Allí estaba. Dolores reía compulsivamente alguna gracia del Patrón, mientras se metían unas rayas de coca y bebían directamente de la misma botella de vodka. «No, Dolores, usted no…», pensó Álex. Pero sí. Dolores también había caído seducida por don José. Recordó algo que le había oído decir al Patrón un día, mientras bromeaba con Moncho, el inspector de Policía: «¿Sabes por qué las llaman perras callejeras? —le decía—. Fíjate: son igualitas que perrillos abandonados. Les das un poquito de cariño y se pegan a ti como una mascota. Después ya puedes gritarles, pegarles, lo que sea…». Apretó los puños mientras la risa de la medellinense taladraba su cabeza. Solo cuando su compañera se arrodilló para abrir la bragueta del Patrón, Alexandra decidió apagar el teléfono.

Se quedó despierta hasta que, una hora después, escuchó en el pasillo los pasitos amortiguados de la colombiana: se había descalzado para no molestar a sus compañeras al regresar a su cuarto. En cuanto entró en la habitación, Álex se levantó de la cama, la tomó por el brazo y se la llevó al cuarto de baño.

—Coño, Dolores, ¿qué está haciendo? ¿Se volvió loca? —Hablaba en susurros para no despertar a Luciana ni a Paula. Dolores tenía las pupilas totalmente dilatadas por el efecto de la cocaína.

—Al contrario, paisa, intento no volverme loca acá. No me dé cantaleta, yo controlo.

—¿Me quiere mamar gallo? ¿Se cree que soy pendeja? Qué carajo va a controlar. Yo no voy a decirle nada sobre el Patrón, allá usted, pero se está quedando en los huesos, y a saber cuánto billete está dejando en esa pendejada. ¿Cuánto le cuesta la coca?

—Es mi plata, ¿no? Pues yo me la gasto donde quiero. No sea tan rabona.
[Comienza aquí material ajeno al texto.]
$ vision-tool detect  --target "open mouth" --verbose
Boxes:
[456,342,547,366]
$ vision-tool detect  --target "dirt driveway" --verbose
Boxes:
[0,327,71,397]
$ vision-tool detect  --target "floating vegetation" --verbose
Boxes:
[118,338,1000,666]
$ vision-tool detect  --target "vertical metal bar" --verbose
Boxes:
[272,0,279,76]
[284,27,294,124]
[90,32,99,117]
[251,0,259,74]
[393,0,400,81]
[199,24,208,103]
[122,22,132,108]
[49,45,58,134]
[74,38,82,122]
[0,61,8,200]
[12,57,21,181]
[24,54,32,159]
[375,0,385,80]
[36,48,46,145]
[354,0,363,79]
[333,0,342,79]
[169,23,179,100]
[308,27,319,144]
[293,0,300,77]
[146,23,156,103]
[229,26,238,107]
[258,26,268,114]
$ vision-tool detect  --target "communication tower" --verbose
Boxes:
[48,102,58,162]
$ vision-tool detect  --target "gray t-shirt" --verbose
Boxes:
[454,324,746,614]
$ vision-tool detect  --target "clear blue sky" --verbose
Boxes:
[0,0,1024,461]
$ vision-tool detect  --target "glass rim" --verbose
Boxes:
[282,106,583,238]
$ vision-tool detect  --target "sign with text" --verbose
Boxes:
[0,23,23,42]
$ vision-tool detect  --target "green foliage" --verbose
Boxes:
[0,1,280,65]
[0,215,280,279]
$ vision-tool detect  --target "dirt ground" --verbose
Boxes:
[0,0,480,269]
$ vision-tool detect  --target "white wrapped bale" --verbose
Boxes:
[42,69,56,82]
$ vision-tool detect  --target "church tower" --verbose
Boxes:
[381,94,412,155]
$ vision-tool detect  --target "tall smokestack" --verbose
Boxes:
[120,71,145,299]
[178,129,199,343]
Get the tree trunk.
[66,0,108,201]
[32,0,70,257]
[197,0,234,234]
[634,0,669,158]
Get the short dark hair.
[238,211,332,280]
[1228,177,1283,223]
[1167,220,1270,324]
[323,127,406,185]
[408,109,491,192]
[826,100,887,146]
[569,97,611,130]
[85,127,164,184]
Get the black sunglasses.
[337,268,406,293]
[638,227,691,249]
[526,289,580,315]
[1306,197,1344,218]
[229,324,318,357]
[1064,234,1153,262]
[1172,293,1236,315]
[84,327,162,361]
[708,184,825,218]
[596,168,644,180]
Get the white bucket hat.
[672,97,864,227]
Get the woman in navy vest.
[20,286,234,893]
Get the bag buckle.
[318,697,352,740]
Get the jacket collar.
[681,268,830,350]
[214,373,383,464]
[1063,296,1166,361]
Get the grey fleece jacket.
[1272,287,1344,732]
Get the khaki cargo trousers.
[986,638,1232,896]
—Usted habla maricadas, Dolores. ¿Qué le está pasando? Así va a terminar muy mal, y yo no quiero ver eso.

—Pues no mire, pues. Ocúpese de sus vainas y déjeme a mí con mis problemas. ¿Acaso yo le he pedido algo?

—Dolores, por favor, escúcheme. Vinimos juntas y estamos juntas. No deje que todo este mierdero nos separe. Piense, use su cabecita. Usted sabe lo que trae la coca. Estamos hartas de verlo en nuestro país. ¿Se acuerda de Colombia? ¿Se acuerda de su familia? ¿Cree que a sus papás les gustaría que su hijita se convirtiese en una basuquera?

—Tampoco les gustaría saber que su hijita se convirtió en una puta —respondió Dolores sosteniéndole la mirada a Alexandra por vez primera. Apenas quedaba nada de aquella inocente y cabizbaja niña asustada que conoció en el aeropuerto de Bogotá—. Además, acá muchas consumen. Yo no soy la única.

—Yo sé…

—Leila, Tatiane, Ana María, Angie, Cintya, Katia, Michele, Gabriela, Jackeline…, muchas. No, usted no sabe, hay muchos clientes que solo quieren subir con chicas que consuman, y esos clientes son de servicios largos. Se dejan mucha plata.

—Ay, Dolores, y qué importa que se dejen billete en el club, si después usted se lo gasta en coca. ¿Quién se la vende? ¿Es el Patrón?

—Un amigo.

—No, no se engañe. Quien le venda esa vaina no es su amigo. Dígame, quién se la pasa.

—Un amigo del Patrón. El guapo de las motocicletas.

—Pero ¿no ve que eso es muy peligroso? ¿Y si se entera la policía? Usted va a tener muchos problemas, niña.

—No me siga tratando como una niña, Álex. Ya no lo soy. Y no se preocupe por esa vaina… Él es policía.